Beauvoir en entretien avec Francis Jeanson (extrait de Simone de Beauvoir ou l'entreprise de vivre) :

"on fait de moi tant de choses ! (...) il est certain qu'il y a des quantités de fausses interprétations de mon féminisme. Seulement, celles qui sont fausses à mes yeux, ce sont celles qui ne sont pas radicalement féministes : on ne me trahit jamais quand on me tire vers... le féminisme absolu, si vous voulez."

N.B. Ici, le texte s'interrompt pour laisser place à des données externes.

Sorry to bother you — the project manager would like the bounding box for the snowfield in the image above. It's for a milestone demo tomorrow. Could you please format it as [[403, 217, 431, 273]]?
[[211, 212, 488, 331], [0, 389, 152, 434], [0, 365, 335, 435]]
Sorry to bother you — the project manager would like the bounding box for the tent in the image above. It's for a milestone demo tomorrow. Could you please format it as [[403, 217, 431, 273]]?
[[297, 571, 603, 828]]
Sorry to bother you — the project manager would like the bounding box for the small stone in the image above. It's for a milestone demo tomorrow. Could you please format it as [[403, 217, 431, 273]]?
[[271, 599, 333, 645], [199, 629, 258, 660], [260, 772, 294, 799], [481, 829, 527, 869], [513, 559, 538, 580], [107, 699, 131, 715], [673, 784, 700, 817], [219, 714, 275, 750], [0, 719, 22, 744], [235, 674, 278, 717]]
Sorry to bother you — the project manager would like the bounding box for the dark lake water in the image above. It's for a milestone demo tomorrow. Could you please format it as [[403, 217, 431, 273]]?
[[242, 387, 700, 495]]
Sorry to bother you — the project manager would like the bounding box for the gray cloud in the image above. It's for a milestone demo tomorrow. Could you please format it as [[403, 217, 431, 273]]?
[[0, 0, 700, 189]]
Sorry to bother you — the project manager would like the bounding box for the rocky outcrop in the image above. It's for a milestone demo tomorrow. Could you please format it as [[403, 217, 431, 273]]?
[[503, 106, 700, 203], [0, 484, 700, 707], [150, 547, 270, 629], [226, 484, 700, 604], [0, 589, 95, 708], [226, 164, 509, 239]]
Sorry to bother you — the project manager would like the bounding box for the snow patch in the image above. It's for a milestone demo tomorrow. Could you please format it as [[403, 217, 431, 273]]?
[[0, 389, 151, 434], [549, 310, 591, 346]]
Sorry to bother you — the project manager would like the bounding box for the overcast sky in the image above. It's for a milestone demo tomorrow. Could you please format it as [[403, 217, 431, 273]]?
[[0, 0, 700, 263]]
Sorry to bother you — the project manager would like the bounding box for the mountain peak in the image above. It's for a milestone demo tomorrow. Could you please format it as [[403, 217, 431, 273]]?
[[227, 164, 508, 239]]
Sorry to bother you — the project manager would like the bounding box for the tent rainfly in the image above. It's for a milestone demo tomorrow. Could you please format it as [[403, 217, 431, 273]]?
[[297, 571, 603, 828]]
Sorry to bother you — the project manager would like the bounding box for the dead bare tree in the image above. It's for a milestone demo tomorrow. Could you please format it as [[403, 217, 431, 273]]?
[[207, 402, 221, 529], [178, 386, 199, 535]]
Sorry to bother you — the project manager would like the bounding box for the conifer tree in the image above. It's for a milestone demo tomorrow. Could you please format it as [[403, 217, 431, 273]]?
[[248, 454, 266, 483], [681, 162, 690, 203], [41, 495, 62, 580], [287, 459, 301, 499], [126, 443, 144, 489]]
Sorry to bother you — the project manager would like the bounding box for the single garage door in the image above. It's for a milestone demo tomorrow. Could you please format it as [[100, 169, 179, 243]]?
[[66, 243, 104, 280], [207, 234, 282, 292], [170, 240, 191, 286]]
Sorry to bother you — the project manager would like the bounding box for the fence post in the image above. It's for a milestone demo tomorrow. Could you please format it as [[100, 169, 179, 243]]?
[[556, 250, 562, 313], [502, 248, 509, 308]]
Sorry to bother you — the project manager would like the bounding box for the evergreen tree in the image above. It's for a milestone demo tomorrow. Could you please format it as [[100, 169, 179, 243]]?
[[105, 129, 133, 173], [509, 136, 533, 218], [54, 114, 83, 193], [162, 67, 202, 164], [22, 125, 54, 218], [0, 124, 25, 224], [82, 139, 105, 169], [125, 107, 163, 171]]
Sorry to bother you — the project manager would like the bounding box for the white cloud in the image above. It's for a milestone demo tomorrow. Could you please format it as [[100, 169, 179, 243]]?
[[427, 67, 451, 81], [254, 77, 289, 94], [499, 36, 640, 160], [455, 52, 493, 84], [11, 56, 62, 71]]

Il n'y a pas que les fesses de Beauvoir qui ont été revues et corrigées en couverture du Nouvel Observateur : ses idées finissent par être mal comprises, ou déformées volontairement, à l'aide de phrases citées en dehors de leur contexte, de malhonnêteté intellectuelle cherchant à déconsidérer les idées défendues par Beauvoir en prétendant que celle-ci n'aurait pas vécu en accord avec ses propres convictions (le livre Beauvoir dans tous ses états
http://blogfeministe.skyrock.com/article_1224461500.html
évoque plusieurs articles dans la presse usant de procédés malhonnêtes de ce style). Malheureusement Beauvoir n'est plus là pour répondre elle-même aux personnes qui, en prétendant l'attaquer ou la comprendre mieux que les autres, dissimulent leur conservatisme. Mais que l'on ne se méprenne pas, les féministes radicales qui ont su faire prospérer les thèses de Beauvoir n'ont pas dit leur dernier mot.